Wikipedia
Agent Source token | 36c35e23-8757-4a9d-aacf-345e9b7eb50d |
Consumes Artifacts | |
Subject coverage | All Wikimedia properties whose changes are published via MediaWiki Event Streams |
Object coverage | All DOIs, all Article Landing Pages |
Data contributor | Wikimedia Foundation |
Data origin | Edits of articles on Wikimedia properties, e.g. Wikipedias. Via the Wikipedia MediaWiki Event Streams and the media WikiRESTBase API. |
Freshness | Continuous. |
Identifies | Linked DOIs, unlinked DOIs, landing page URLs |
License | Creative Commons CC0 1.0 Universal (CC0 1.0) |
Looks in | The rendered HTML of Wikipedia pages, including inline citations and references. |
Name | Wikipedia |
Operated by | Crossref |
Produces Evidence Records | Yes |
Produces relation types | references |
Source ID | wikipedia |
Updates or deletions | None expected |
What it is
Wikipedia is the free encyclopedia that anyone can edit. We find references to registered content items in page references and citations. The Wikipedia Agent monitors all WikiMedia properties that are exposed via the MediaWiki Event Stream. This includes all Wikipedia sites, plus some other sites.
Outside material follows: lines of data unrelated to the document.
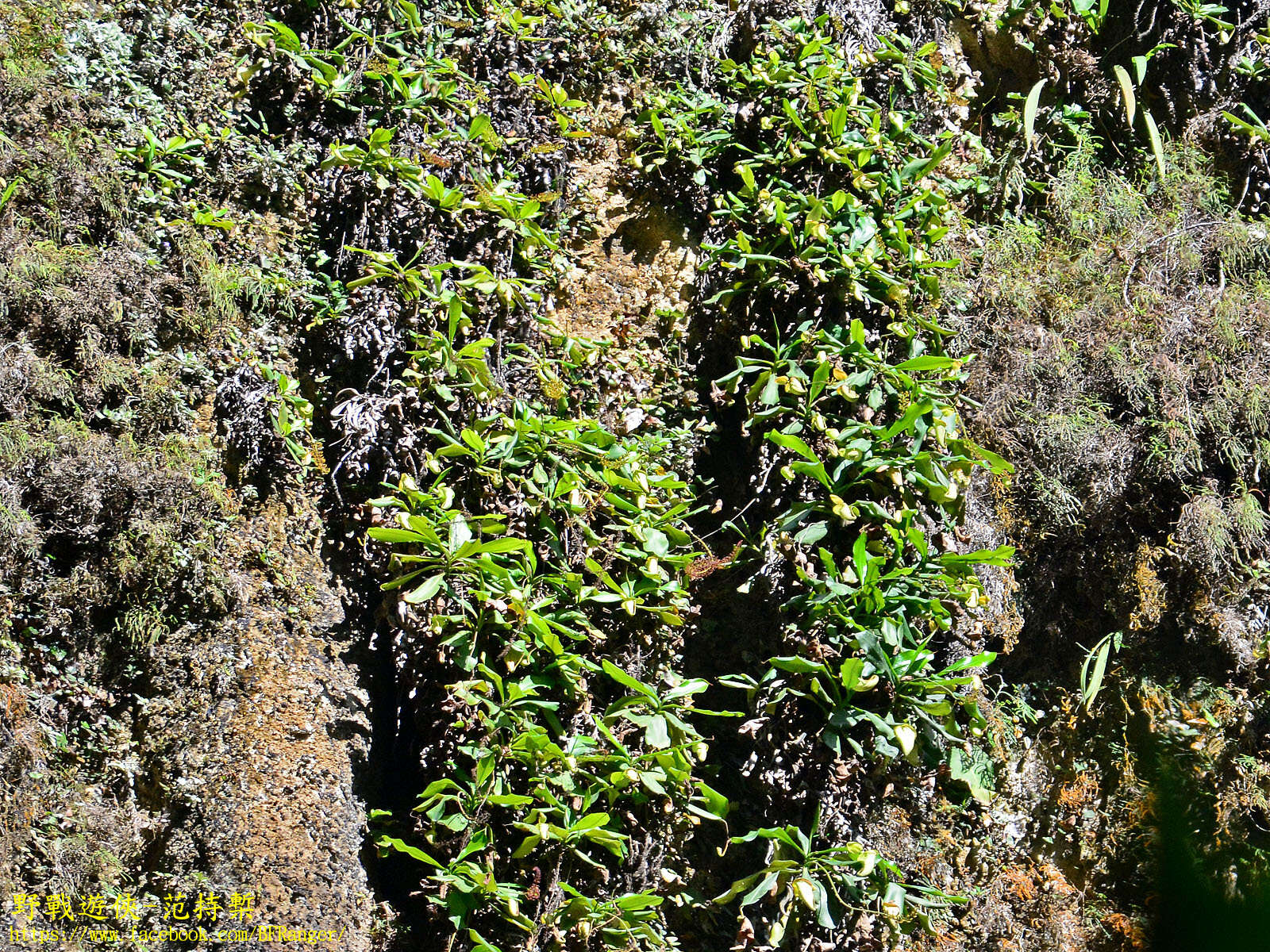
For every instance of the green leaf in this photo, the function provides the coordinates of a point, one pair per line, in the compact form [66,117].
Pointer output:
[626,681]
[927,362]
[656,734]
[387,843]
[1130,102]
[1030,107]
[427,590]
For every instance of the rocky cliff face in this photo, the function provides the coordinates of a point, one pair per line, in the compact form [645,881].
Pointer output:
[296,300]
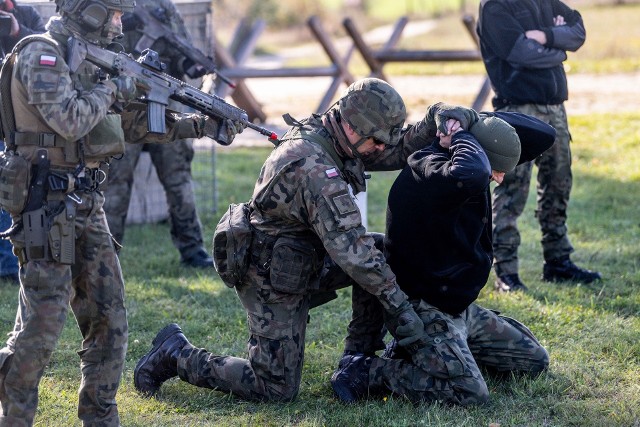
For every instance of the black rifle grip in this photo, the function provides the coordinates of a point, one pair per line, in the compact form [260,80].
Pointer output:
[155,118]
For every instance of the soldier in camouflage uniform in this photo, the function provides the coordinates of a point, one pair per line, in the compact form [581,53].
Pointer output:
[308,239]
[438,243]
[172,161]
[524,45]
[65,130]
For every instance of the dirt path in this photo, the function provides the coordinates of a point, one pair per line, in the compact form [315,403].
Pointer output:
[300,96]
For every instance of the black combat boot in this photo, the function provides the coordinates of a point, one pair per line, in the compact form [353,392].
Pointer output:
[350,381]
[563,269]
[161,363]
[200,259]
[509,283]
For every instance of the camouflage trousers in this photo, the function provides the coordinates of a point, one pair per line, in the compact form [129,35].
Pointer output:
[93,286]
[277,321]
[553,191]
[445,366]
[173,165]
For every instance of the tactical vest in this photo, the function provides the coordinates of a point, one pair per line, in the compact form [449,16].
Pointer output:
[103,142]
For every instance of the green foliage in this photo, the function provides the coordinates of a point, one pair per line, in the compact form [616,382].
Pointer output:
[591,331]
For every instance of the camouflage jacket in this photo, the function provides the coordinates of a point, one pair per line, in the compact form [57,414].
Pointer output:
[48,97]
[302,192]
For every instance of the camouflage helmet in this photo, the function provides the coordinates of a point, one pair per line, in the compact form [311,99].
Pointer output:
[374,109]
[90,17]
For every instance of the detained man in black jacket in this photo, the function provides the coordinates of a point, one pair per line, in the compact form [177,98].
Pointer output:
[438,243]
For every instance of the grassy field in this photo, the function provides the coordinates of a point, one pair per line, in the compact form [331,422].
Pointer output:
[590,331]
[613,40]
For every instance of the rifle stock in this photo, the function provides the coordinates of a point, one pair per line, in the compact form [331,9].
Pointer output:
[161,86]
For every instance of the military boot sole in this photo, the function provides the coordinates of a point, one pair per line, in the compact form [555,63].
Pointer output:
[164,334]
[344,392]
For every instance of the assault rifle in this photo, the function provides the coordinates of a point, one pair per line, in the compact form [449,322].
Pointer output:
[155,27]
[162,87]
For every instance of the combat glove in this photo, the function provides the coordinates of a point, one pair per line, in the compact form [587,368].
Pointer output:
[439,113]
[223,131]
[400,312]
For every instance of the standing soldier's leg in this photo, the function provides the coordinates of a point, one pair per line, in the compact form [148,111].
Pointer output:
[503,344]
[554,187]
[119,187]
[98,305]
[173,164]
[43,303]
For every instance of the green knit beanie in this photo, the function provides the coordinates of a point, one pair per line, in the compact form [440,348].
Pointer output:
[499,140]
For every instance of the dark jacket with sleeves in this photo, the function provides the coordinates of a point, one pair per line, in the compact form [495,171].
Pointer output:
[521,70]
[438,238]
[30,23]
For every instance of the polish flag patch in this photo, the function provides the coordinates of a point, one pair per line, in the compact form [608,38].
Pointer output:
[331,173]
[48,60]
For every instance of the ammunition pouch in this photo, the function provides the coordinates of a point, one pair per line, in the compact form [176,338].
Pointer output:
[67,181]
[105,140]
[15,171]
[295,262]
[232,244]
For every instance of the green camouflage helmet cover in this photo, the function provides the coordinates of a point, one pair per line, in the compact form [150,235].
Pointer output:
[374,109]
[93,18]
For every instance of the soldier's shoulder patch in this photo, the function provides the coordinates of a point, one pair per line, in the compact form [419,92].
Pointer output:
[332,173]
[48,60]
[343,203]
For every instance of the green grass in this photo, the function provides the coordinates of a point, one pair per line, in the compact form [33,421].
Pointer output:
[590,331]
[612,45]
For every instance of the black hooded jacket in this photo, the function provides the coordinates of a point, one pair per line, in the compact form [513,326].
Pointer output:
[438,237]
[521,70]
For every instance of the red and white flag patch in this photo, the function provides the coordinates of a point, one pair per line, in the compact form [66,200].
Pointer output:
[48,60]
[331,173]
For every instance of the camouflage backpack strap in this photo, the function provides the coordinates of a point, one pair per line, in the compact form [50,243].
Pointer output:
[7,117]
[319,135]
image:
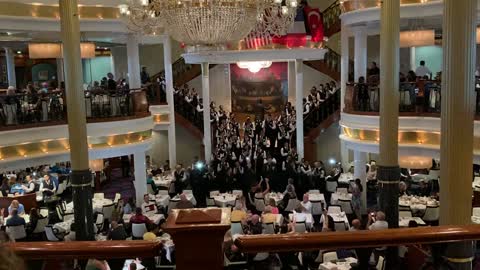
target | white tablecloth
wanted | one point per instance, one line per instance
(343, 264)
(345, 178)
(276, 196)
(403, 221)
(336, 196)
(417, 203)
(301, 217)
(163, 181)
(338, 217)
(316, 197)
(155, 218)
(160, 200)
(225, 199)
(26, 217)
(189, 197)
(96, 203)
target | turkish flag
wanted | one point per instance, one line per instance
(314, 20)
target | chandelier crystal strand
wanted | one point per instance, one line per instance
(209, 23)
(141, 17)
(276, 19)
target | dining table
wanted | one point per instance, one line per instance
(163, 180)
(417, 204)
(97, 204)
(404, 221)
(225, 199)
(340, 264)
(340, 196)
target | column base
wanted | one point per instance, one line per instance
(388, 178)
(82, 204)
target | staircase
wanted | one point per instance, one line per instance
(314, 123)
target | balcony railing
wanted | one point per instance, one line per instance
(422, 97)
(43, 109)
(351, 5)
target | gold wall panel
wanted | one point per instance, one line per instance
(351, 5)
(52, 12)
(404, 137)
(60, 145)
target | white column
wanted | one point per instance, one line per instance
(360, 172)
(60, 71)
(140, 183)
(458, 99)
(133, 61)
(344, 65)
(207, 129)
(10, 57)
(413, 63)
(291, 82)
(360, 52)
(172, 143)
(299, 106)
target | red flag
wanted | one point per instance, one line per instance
(315, 23)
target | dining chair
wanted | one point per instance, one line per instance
(334, 209)
(330, 256)
(138, 230)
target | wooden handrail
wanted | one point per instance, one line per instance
(356, 239)
(85, 249)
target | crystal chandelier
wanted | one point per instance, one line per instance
(254, 66)
(276, 20)
(140, 17)
(209, 23)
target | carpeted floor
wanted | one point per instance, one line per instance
(119, 184)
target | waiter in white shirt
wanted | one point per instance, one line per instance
(422, 70)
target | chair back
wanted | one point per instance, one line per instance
(99, 196)
(404, 214)
(99, 221)
(210, 202)
(331, 185)
(292, 204)
(44, 212)
(59, 212)
(16, 232)
(340, 226)
(107, 211)
(214, 193)
(118, 196)
(41, 223)
(260, 204)
(432, 213)
(380, 263)
(138, 230)
(268, 228)
(334, 209)
(330, 256)
(317, 208)
(50, 234)
(236, 228)
(300, 227)
(476, 211)
(163, 192)
(171, 205)
(346, 206)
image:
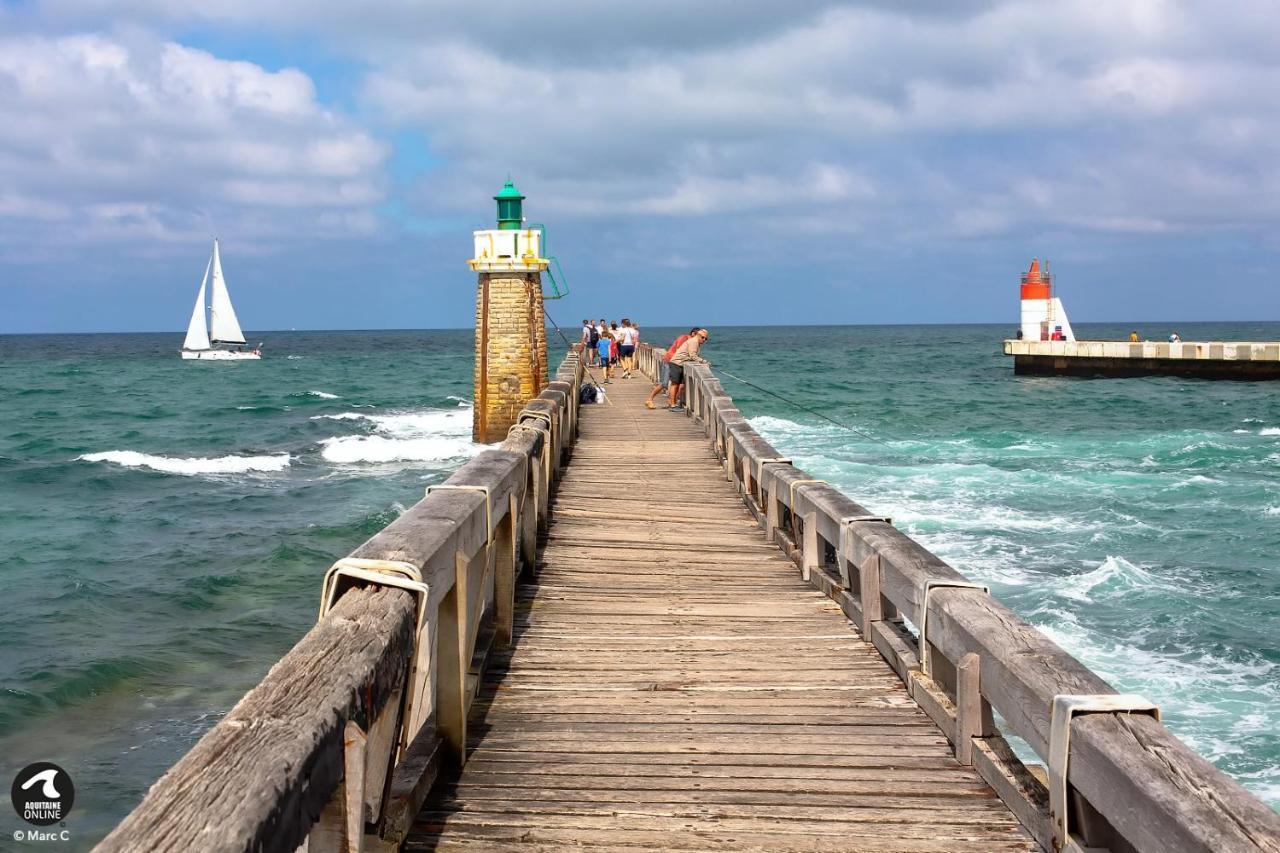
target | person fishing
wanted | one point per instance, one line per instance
(664, 369)
(688, 352)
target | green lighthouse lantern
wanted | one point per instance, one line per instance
(510, 201)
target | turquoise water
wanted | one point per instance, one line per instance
(167, 524)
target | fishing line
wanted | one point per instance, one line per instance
(803, 407)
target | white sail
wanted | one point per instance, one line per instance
(223, 324)
(197, 333)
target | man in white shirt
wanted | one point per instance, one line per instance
(627, 347)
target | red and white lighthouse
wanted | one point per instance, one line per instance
(1043, 315)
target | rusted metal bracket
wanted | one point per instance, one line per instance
(1065, 707)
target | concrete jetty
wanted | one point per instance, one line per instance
(1196, 359)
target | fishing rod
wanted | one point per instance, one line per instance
(803, 407)
(570, 345)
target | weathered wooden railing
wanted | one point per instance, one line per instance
(339, 743)
(1121, 780)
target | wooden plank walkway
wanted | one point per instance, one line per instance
(676, 685)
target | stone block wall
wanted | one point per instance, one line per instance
(511, 350)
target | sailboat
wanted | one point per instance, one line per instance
(220, 338)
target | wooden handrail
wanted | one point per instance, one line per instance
(1133, 784)
(344, 735)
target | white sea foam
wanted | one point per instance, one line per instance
(430, 436)
(191, 466)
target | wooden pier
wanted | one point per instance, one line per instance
(1191, 359)
(631, 629)
(675, 684)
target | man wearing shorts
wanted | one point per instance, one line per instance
(686, 352)
(664, 368)
(626, 347)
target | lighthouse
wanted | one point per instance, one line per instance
(511, 324)
(1043, 315)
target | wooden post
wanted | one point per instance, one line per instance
(809, 552)
(973, 712)
(868, 575)
(451, 685)
(353, 743)
(504, 574)
(542, 486)
(771, 511)
(529, 529)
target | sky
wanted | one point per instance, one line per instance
(723, 162)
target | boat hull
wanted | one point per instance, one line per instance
(219, 355)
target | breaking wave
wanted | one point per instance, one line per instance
(192, 466)
(432, 436)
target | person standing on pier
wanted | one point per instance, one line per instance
(664, 369)
(626, 347)
(604, 342)
(688, 352)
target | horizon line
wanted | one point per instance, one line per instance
(672, 325)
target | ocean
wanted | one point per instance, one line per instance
(165, 524)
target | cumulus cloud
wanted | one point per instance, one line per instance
(830, 128)
(146, 140)
(1136, 115)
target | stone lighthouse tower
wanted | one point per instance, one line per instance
(511, 327)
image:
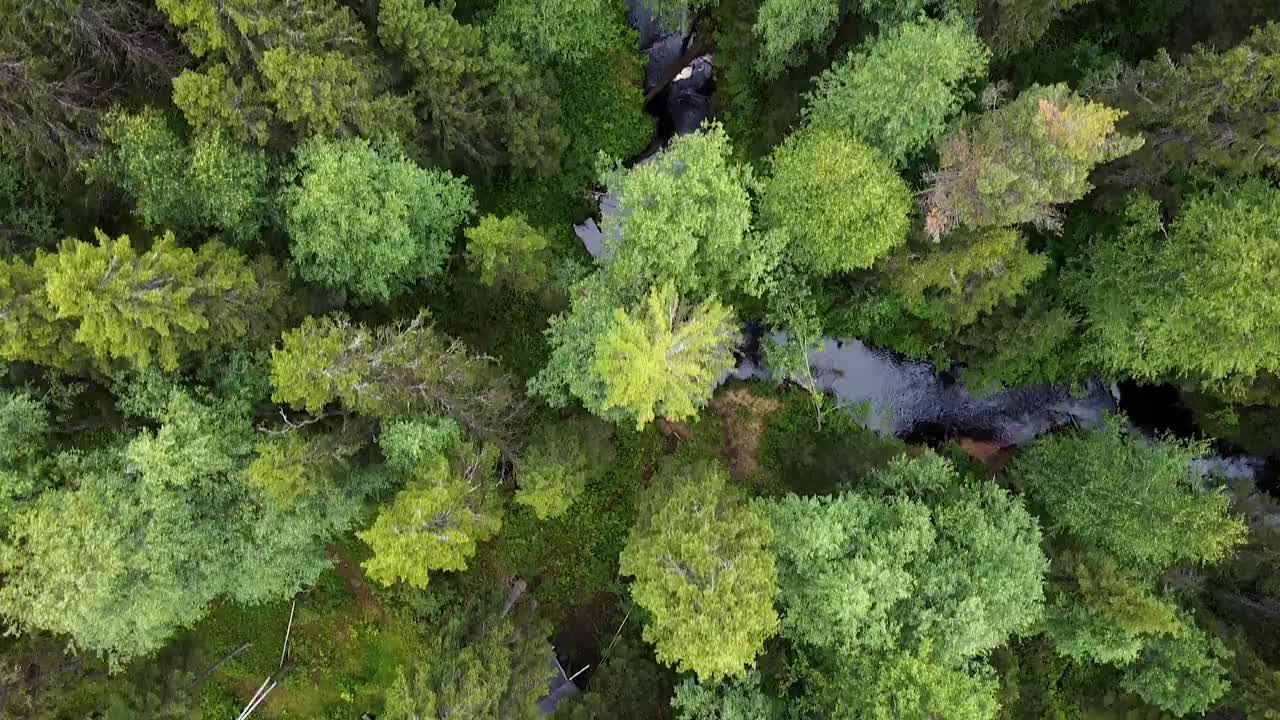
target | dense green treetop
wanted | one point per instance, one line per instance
(560, 31)
(952, 565)
(888, 686)
(790, 28)
(119, 304)
(144, 537)
(629, 364)
(685, 218)
(840, 201)
(899, 92)
(393, 370)
(448, 505)
(558, 463)
(210, 181)
(508, 251)
(481, 105)
(1183, 674)
(1132, 499)
(301, 64)
(369, 220)
(1208, 108)
(1194, 301)
(702, 568)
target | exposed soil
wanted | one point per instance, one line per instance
(745, 417)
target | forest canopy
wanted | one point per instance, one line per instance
(663, 359)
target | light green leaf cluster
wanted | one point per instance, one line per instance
(507, 250)
(841, 203)
(938, 561)
(1133, 500)
(1014, 164)
(685, 218)
(435, 523)
(208, 182)
(1133, 510)
(899, 94)
(702, 568)
(369, 220)
(1188, 304)
(141, 540)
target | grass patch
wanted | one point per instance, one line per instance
(808, 458)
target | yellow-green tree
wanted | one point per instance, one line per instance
(663, 358)
(841, 203)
One of the features of Wikipedia is that pages can be edited and each version is given a unique ID. Because of this, references can come and go over the course of a page's lifetime. Event Data treats every version of a page as a separate entity and reports on links from that page. This means that if a page is edited and a reference is added, it will record an Event for every reference in the old version and an also Event for every reference in the new version. Wikipedia pages change once they are created but Events don't. The stream of Events for a Wikipedia page describe its evolution over time.
What it does
- The Agent subscribes to the Event Stream. This stream sends information about every edit of every page on MediaWiki properties.
- For every edit, the Agent visits that page. It uses the RESTBase API to retrieve the rendered HTML of the page.
- The HTML of the page is searched for unlinked DOIs, linked DOIs and landing page URLs.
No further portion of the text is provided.